On her wedding day, Jahan Ara decides not to let someone sell her and asks Almas about her price to which she realizes her mistake. In the haveli, Tajwar who is already a patient of epilepsy has another stroke when she sees Anwer and Nimmo (Mushtari's daughter) together. Later, it is revealed that one of their stepbrother returns from abroad and admits Tajwar, Moazzam Jah and their mother who was already mentally challenged, in a mental hospital.

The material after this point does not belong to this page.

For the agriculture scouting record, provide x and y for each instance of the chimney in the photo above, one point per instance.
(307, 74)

After deciding not to bare that abuse, Jahan Ara goes to police station where she confesses that she has burnt her passport that was actually burnt by Siraj so that she may stay here without nationality. After living in police custody and the completion of legal procedures, she leaves the police station to go to her country, and Yasir who is now a successful businessman goes there to meet her and says that he will visit her there.

==Cast==
- Salman Shahid as Anwar-ul-Haq
- Hina Dilpazeer as Syeda Raskha Bano, Anwar's first wife
- Samiya Mumtaz as Mah Para "Paro", Anwar's second wife
- Behroze Sabzwari Siraj-ul-Haq, Anwar's younger brother
- Lubna Aslam as Almas, Siraj's wife
- Jinaan Hussain as Faiza, Raskha's elder daughter
- Anum Fayyaz as Erum, Raskha's second daughter
- Tipu Shareef as Arslan aka Bhai Jaan, Raskha's son
- Farhan Ahmed Malhi as Yasir Siraj-ul-Haq, Siraj's son
- Dania Enwer as Jahan Ara, Siraj's niece in relation from Bhopal
- Hareem Sohail as Palwasha "Pashi" Anwar, Paro's daughter
- Sumbul Shahid as Mushtari Bai, washerwoman of the house
- Sarah Razi as Nimmo, Mushtari's daughter
- Imran Ashraf as Tabish, Erum's husband
- Nadia Afgan as Naghmana, Tabish's religious extremist mother
- Sumaiyya Bukhsh as Muneeza, Tabish's sister
- Zubii Majeed as Muneera, Tabish's second sister
- Yasra Rizvi as Tajwar, matriarch of her haveli
- Waqar Hussain as Moazzam Jah, Tajwar's brother
- Seemi Raheel as mentally challenged mother of Tajwar and Moazzam
- Hajra Khan as Anwer, a tomboyish servant in Tajwar's haveli
- Fauzia Mushtaq as Habiba, Naghmana's friend
- Fazal Hussain as Kashi, Pashi's class-fellow

== Reception ==

=== Critical reception ===
Faltu Larki received mixed reviews throughout its broadcast with praise for performances and writing. The News International called the show as "brilliant" and lauded the series to depict the polygamy sensitively.